“A richly detailed and highly compassionate ethnographic study of a core group of black men who daily frequent Valois, a cafeteria in Chicago’s Hyde Park.” —A. Javier Treviño, Humanity & Society
At the Valois “See Your Food” cafeteria on Chicago’s South Side, black and white men gather over cups of coffee and steam-table food. Mitchell Duneier, a sociologist, spent four years at the Valois writing this moving profile of the black men who congregate at “Slim’s Table.” Praised as “a marvelous study of those who should not be forgotten” by The Wall Street Journal, Slim’s Table helps demolish the narrow sociological picture of black men and simple media-reinforced stereotypes. In between is a “respectable” citizenry, too often ignored and little understood.
“Slim’s Table is an astonishment.
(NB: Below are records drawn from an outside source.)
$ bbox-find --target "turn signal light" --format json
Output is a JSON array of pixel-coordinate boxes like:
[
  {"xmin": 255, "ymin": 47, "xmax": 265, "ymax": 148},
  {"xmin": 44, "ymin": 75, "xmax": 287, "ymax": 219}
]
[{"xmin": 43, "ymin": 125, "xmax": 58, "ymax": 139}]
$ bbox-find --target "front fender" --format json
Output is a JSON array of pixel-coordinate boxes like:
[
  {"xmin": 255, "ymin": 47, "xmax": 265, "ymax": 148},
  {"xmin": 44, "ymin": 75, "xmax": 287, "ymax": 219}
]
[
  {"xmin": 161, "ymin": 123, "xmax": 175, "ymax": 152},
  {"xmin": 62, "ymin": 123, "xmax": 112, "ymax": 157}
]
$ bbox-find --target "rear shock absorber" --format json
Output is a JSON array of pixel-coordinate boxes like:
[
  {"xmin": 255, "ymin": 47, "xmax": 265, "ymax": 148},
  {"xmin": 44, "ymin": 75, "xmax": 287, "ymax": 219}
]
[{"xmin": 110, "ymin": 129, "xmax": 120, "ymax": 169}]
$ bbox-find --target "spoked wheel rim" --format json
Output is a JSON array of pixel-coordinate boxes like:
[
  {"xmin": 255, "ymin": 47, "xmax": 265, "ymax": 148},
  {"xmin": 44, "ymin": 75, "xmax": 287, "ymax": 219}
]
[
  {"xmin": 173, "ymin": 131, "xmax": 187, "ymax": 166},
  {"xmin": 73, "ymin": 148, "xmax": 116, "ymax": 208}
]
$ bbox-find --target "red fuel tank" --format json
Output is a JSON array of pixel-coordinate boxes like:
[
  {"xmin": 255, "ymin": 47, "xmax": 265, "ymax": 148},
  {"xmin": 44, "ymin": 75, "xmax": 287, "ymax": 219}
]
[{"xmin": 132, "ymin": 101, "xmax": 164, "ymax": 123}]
Duneier manages to fling open windows of perception into what it means to be working-class black, how a caring community can proceed from the most ordinary transactions, all the while smashing media-induced stereotypes of the races and race relations.” —Citation for Chicago Sun-Times Chicago Book of the Year Award
“An instant classic of ethnography that will provoke debate and provide insight for years to come.” —Michael Eric Dyson, Chicago Tribune
“Mr. Duneier sees the subjects of his study as people and he sees the scale of their lives as fully human, rather than as diminished versions of grander lives lived elsewhere by people of another color . . . A welcome antidote to trends in both journalism and sociology.” —Roger Wilkins, The New York Times Book Review
Mitchell Duneier is professor of sociology at Princeton University and visiting distinguished professor of sociology at the City University of New York. Ovie Carter, who took the photographs used in this book, won the Pulitzer Prize in 1975 for The Faces of Hunger.